Les marchés réagissent au retour du risque géopolitique
Le Wall Street Journal rapporte que Trump et ses conseillers envisagent de nouvelles frappes militaires en complément du blocus. Le pétrole a ouvert sur un « gap » haussier (ouverture nettement au-dessus du dernier prix de la veille), avec le WTI (pétrole américain de référence) proche de 96 dollars, en hausse d’environ 6% sur la séance. Les contrats à terme sur indices boursiers américains (prix indicatifs avant l’ouverture) reculent de 0,6% à 0,7%, tandis que l’indice du dollar (DXY, qui mesure le billet vert face à un panier de grandes devises) gagne plus de 0,3% vers 99,00. L’inflation CPI (indice des prix à la consommation, mesure des prix payés par les ménages) est montée à 3,3% sur un an en mars, contre 2,4% en février ; sur un mois, le CPI ressort à 0,9% après 0,3%. L’or a touché un plus bas de six jours sous 4.650 dollars avant de repasser au-dessus de 4.700. L’EUR/USD a frôlé 1,1700, en baisse d’environ 0,3%, et le GBP/USD évoluait juste au-dessus de 1,3400, en repli de 0,35%. L’USD/JPY s’échangeait au-dessus de 159,50 après deux séances de hausse.
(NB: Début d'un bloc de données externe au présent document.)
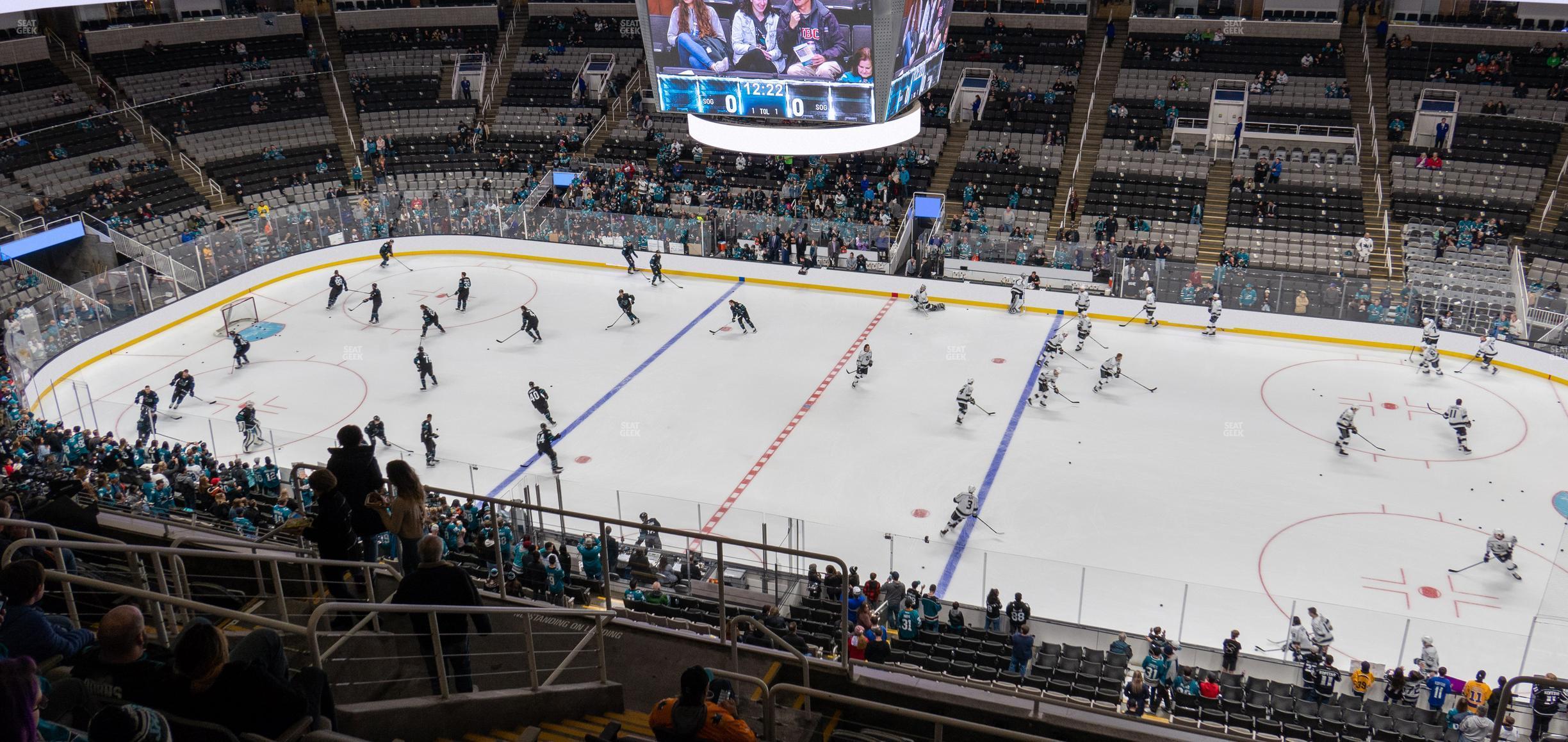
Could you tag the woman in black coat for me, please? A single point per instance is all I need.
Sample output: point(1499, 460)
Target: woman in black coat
point(333, 532)
point(358, 474)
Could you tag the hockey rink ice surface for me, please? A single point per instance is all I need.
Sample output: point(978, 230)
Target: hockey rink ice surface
point(1216, 502)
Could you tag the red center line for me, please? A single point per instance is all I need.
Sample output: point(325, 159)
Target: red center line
point(794, 422)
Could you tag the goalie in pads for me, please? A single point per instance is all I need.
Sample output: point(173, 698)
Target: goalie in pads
point(924, 303)
point(247, 422)
point(965, 506)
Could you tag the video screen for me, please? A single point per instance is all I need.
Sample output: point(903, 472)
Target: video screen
point(921, 46)
point(808, 60)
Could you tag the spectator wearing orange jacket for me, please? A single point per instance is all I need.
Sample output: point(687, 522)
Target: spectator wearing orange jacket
point(694, 716)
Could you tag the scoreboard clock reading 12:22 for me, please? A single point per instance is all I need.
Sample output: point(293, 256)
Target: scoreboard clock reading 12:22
point(780, 98)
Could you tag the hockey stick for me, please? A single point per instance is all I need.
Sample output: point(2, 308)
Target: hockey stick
point(987, 524)
point(1460, 570)
point(1369, 443)
point(1136, 382)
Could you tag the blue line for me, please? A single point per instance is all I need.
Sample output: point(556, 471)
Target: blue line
point(996, 465)
point(617, 388)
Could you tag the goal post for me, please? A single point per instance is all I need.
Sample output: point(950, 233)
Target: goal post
point(237, 316)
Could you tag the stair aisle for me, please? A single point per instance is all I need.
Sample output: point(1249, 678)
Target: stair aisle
point(1216, 212)
point(341, 109)
point(1376, 149)
point(1089, 117)
point(88, 88)
point(947, 159)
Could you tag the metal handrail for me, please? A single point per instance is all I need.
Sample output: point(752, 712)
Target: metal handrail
point(733, 636)
point(179, 578)
point(600, 618)
point(1504, 694)
point(719, 541)
point(940, 722)
point(60, 561)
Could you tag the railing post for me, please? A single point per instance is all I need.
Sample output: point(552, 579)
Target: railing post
point(604, 664)
point(527, 647)
point(723, 604)
point(501, 568)
point(441, 656)
point(278, 587)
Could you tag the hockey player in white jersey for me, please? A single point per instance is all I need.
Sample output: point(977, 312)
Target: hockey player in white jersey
point(1427, 661)
point(967, 397)
point(1214, 316)
point(1429, 333)
point(1322, 631)
point(922, 303)
point(1487, 354)
point(863, 365)
point(1047, 386)
point(1501, 548)
point(1052, 349)
point(1430, 361)
point(965, 506)
point(1348, 425)
point(1458, 419)
point(1086, 326)
point(1109, 371)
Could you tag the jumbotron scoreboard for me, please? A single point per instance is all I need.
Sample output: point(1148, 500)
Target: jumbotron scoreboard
point(781, 99)
point(845, 62)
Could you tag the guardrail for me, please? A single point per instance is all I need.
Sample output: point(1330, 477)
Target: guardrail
point(439, 648)
point(534, 515)
point(1314, 131)
point(173, 578)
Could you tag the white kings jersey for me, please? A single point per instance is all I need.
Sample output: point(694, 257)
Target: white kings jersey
point(1455, 416)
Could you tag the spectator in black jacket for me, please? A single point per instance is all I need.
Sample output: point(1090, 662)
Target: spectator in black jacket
point(334, 537)
point(438, 582)
point(249, 691)
point(358, 476)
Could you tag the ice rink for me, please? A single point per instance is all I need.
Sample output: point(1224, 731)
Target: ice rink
point(1216, 502)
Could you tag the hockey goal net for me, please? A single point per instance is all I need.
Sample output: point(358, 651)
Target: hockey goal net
point(237, 316)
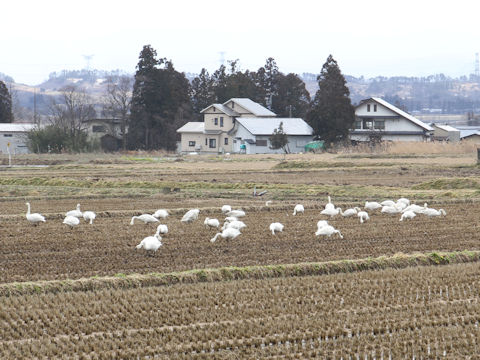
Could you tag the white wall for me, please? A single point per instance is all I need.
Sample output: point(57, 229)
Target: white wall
point(296, 143)
point(17, 140)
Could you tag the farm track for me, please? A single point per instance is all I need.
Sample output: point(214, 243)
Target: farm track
point(51, 251)
point(392, 175)
point(426, 312)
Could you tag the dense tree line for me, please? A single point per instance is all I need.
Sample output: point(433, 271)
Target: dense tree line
point(6, 114)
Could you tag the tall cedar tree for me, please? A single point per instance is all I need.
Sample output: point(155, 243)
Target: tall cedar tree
point(6, 114)
point(331, 114)
point(160, 103)
point(202, 93)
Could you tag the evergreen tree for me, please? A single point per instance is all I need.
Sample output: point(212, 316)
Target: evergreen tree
point(6, 115)
point(160, 103)
point(279, 140)
point(292, 98)
point(331, 114)
point(202, 92)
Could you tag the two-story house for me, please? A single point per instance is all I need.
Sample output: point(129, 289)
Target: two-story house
point(375, 117)
point(215, 133)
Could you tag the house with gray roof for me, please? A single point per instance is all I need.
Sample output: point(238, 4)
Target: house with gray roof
point(13, 137)
point(376, 118)
point(243, 126)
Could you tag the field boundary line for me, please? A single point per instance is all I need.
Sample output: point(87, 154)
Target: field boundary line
point(131, 281)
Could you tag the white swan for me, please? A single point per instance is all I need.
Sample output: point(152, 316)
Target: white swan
point(162, 229)
point(330, 205)
point(276, 227)
point(330, 212)
point(390, 210)
point(228, 233)
point(321, 223)
point(363, 216)
point(404, 200)
point(298, 208)
point(236, 213)
point(416, 208)
point(150, 243)
point(211, 223)
point(161, 213)
point(433, 212)
point(146, 218)
point(372, 205)
point(71, 221)
point(237, 224)
point(349, 212)
point(76, 212)
point(226, 208)
point(190, 216)
point(409, 214)
point(34, 218)
point(89, 216)
point(328, 230)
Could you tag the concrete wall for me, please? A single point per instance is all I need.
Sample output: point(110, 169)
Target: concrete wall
point(17, 140)
point(209, 120)
point(296, 144)
point(200, 145)
point(358, 137)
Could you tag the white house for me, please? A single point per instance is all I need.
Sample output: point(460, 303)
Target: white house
point(240, 121)
point(13, 137)
point(376, 117)
point(445, 133)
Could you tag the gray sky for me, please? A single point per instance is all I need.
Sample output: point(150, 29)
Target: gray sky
point(369, 37)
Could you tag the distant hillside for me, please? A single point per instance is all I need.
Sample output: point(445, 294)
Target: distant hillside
point(436, 94)
point(432, 94)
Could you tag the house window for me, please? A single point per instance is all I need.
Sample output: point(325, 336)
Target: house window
point(380, 124)
point(98, 128)
point(367, 124)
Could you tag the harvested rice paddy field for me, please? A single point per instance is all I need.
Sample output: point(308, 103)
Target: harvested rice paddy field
point(387, 290)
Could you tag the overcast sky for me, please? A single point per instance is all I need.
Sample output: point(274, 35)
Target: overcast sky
point(369, 37)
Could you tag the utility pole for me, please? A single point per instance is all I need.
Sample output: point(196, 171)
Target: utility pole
point(35, 106)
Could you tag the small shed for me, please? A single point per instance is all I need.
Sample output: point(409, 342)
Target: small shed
point(13, 137)
point(445, 133)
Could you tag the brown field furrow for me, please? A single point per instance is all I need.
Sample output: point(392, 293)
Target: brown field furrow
point(423, 311)
point(53, 251)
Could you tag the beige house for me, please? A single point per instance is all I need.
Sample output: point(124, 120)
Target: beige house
point(215, 133)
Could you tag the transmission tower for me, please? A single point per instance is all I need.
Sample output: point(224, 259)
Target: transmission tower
point(88, 58)
point(477, 66)
point(222, 57)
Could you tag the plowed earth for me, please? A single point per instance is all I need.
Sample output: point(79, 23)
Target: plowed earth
point(53, 251)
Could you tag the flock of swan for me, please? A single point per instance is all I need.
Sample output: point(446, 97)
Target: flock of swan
point(232, 226)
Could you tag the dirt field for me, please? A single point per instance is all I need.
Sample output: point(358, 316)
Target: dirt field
point(53, 251)
point(425, 312)
point(428, 312)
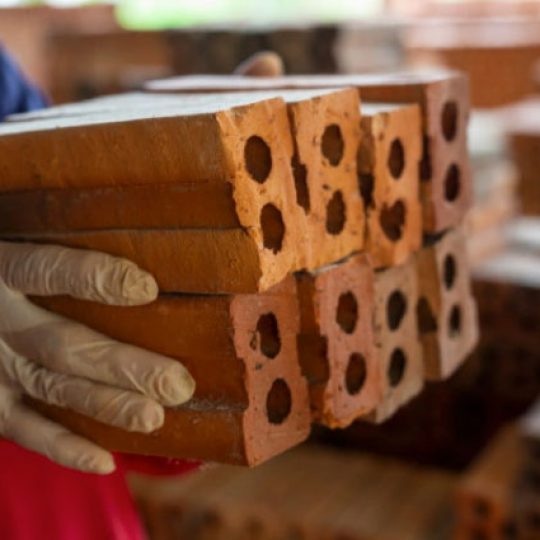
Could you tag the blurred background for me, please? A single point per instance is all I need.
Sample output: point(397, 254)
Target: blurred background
point(450, 464)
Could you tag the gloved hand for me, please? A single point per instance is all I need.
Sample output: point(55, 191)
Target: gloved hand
point(64, 363)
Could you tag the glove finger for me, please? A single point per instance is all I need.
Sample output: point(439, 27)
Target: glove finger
point(89, 275)
point(35, 432)
point(112, 406)
point(67, 347)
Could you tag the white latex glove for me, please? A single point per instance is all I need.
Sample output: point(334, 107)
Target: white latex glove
point(66, 364)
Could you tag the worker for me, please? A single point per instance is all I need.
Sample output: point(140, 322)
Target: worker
point(55, 484)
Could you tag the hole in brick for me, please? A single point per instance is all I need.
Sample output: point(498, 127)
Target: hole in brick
point(392, 220)
point(268, 332)
point(278, 402)
point(450, 270)
point(273, 228)
point(258, 158)
point(454, 321)
point(300, 183)
point(396, 158)
point(452, 183)
point(356, 373)
point(424, 315)
point(335, 214)
point(347, 312)
point(332, 144)
point(396, 307)
point(396, 369)
point(425, 166)
point(366, 183)
point(449, 120)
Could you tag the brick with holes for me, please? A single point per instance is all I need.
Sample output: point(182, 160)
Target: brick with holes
point(446, 309)
point(398, 347)
point(197, 191)
point(326, 134)
point(251, 400)
point(443, 97)
point(388, 173)
point(336, 343)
Le gouverneur de la BoJ (Banque du Japon) Kazuo Ueda a jugé la reprise modeste et a indiqué que l’inflation se rapproche de l’objectif.Niveaux clés multi-actifs
Il y a un an, les marchés avaient réagi très vite à l’échec des discussions États-Unis–Iran. La hausse immédiate de 6% du WTI à 96 dollars le baril rappelait à quel point les prix de l’énergie sont sensibles au moindre conflit dans le détroit d’Ormuz. Il faut s’attendre à une volatilité comparable, d’autant que les stocks de brut (quantités disponibles) viennent de reculer de 2,1 millions de barils la semaine dernière, ce qui tend l’offre avant même toute nouvelle perturbation. Le mouvement « risk-off » (désengagement des actifs risqués au profit d’actifs jugés plus sûrs) observé sur les contrats à terme actions est une réaction classique. La volatilité, mesurée par le VIX (indice de peur du marché actions américain), se maintient autour de 15, un niveau plutôt bas. Cela peut rendre moins coûteuse l’achat d’options d’achat (« call options », contrats donnant le droit d’acheter à un prix fixé) pour se couvrir. En cas d’escalade, cet indice pourrait fortement remonter, comme l’an dernier. Les événements ont aussi confirmé le rôle du dollar comme valeur refuge. Le DXY est monté au-delà de 99,00. Avec une inflation américaine de mars encore élevée, le dollar garde un soutien « fondamental » (lié aux données économiques) qui peut justifier une politique monétaire ferme. Le yen japonais, lui, s’était affaibli au-delà de 159,50 contre le dollar malgré l’aversion au risque. Une crise plus grave peut néanmoins déclencher un retour vers le yen, valeur refuge traditionnelle, et provoquer l’arrêt brutal des « carry trades » (stratégie consistant à emprunter en devise à taux bas pour acheter une devise à taux plus élevé). Il faut donc rester prudent face à un possible retournement rapide de l’USD/JPY. Le comportement de l’or avait été irrégulier : forte baisse puis rebond au-dessus de 4.700. Cette secousse a pu chasser les positions fragiles, avant une reprise plus durable portée par le conflit et l’inflation. Dans le même esprit, tout repli lié à l’actualité peut attirer des acheteurs cherchant à se positionner à la hausse.